E ancora una volta il percorso può essere inverso.
Dal locale al globale: proteggere un’area verde, piantare alberi, ridurre il traffico, creare percorsi pedonali e ciclabili, progettare spazi pubblici più silenziosi significa migliorare una piccola parte del mondo. Ma significa anche dimostrare che un altro modo di vivere le città è possibile.
Non è ottimismo ingenuo: è guardare anche ciò che funziona
Queste tre storie non cancellano le difficoltà.
Le emissioni globali restano troppo alte. La transizione energetica è ancora incompleta. Il consumo di suolo, l’inquinamento acustico e la perdita di biodiversità sono problemi reali.
Ma raccontare soltanto ciò che non funziona produce, alla lunga, una fotografia incompleta della realtà.
Abbiamo bisogno anche di buone notizie documentate, non di ottimismo artificiale.
Perché una comunità che vede soltanto problemi rischia di diventare una comunità rassegnata.
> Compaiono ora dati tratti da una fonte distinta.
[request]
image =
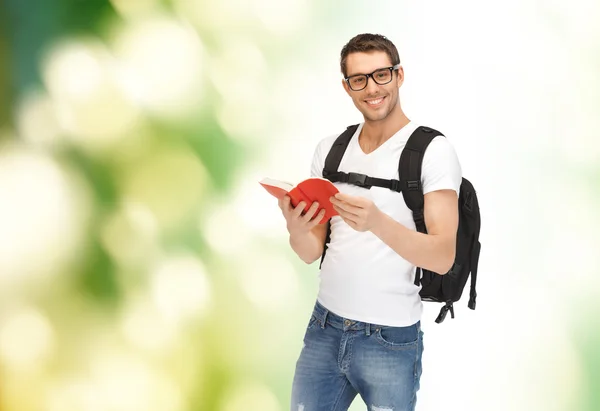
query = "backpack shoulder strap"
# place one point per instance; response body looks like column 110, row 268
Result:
column 409, row 174
column 334, row 157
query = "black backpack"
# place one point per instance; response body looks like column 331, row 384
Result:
column 445, row 288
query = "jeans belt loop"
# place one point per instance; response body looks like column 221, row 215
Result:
column 324, row 318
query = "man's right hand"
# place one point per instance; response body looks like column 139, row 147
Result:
column 297, row 222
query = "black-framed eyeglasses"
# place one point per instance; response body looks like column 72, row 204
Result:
column 380, row 76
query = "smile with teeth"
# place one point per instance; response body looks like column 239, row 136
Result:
column 375, row 101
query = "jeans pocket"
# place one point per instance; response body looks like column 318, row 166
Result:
column 311, row 323
column 398, row 337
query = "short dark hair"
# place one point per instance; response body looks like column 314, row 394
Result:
column 366, row 42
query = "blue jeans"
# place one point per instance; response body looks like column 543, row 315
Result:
column 342, row 358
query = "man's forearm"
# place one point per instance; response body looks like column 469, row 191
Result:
column 431, row 252
column 307, row 246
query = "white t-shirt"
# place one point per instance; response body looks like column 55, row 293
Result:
column 361, row 277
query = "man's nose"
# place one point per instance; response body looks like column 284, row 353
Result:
column 372, row 87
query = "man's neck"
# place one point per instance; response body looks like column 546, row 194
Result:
column 375, row 133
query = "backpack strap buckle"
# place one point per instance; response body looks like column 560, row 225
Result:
column 413, row 185
column 358, row 179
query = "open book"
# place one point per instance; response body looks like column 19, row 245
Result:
column 309, row 191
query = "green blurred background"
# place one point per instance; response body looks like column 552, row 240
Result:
column 143, row 268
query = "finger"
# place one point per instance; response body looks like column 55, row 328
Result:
column 315, row 221
column 353, row 200
column 311, row 212
column 299, row 209
column 349, row 221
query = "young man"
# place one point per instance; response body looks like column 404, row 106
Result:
column 364, row 336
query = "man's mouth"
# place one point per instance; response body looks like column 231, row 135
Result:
column 375, row 102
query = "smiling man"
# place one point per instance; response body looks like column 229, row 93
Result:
column 364, row 336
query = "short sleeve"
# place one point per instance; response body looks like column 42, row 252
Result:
column 318, row 163
column 441, row 169
column 316, row 169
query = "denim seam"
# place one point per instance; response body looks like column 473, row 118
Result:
column 339, row 396
column 414, row 394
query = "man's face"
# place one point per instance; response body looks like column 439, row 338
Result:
column 375, row 101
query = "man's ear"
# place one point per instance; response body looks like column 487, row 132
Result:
column 346, row 87
column 400, row 76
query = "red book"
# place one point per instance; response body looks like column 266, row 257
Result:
column 309, row 191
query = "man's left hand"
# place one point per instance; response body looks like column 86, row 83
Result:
column 358, row 212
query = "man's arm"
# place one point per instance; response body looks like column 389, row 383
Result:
column 309, row 246
column 307, row 236
column 434, row 251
Una comunità che riesce a riconoscere anche i cambiamenti positivi può invece sentirsi parte della soluzione.
Ed è forse proprio questo il punto.
La Cina che riduce le proprie emissioni, l’Europa che riscopre la geotermia, una ricerca che ci ricorda il valore del canto degli uccelli sembrano tre storie lontanissime.
In realtà parlano tutte della stessa cosa: come costruire luoghi nei quali vivere meglio, consumando meno risorse e restituendo spazio alla natura.
Dal globale al locale.
E poi, di nuovo, dal locale al globale.
Perché il cambiamento climatico si affronta con grandi accordi internazionali, ma anche con le decisioni prese nei nostri Comuni. La transizione energetica si costruisce con grandi investimenti, ma anche con un edificio pubblico riqualificato. La biodiversità si protegge con strategie nazionali ed europee, ma anche lasciando spazio a un albero, a un giardino, a un corso d’acqua, al canto di un uccello.
Le buone notizie fanno bene a tutti e a tutte, soprattutto quando ci ricordano che il futuro non è soltanto qualcosa che ci accadrà: è qualcosa che possiamo contribuire a costruire.
Fonti
Greenreport, “Crisi di Hormuz e spinta dell’elettrico hanno fatto calare le emissioni in Cina dell’1% nel secondo trimestre 2026”.
Greenreport, “La geotermia è già pronta, l’Europa lo dice: usiamola di più, usiamola meglio”.
Greenreport, “Il rumore del traffico riduce i benefici del canto degli uccelli e di altri suoni della natura”.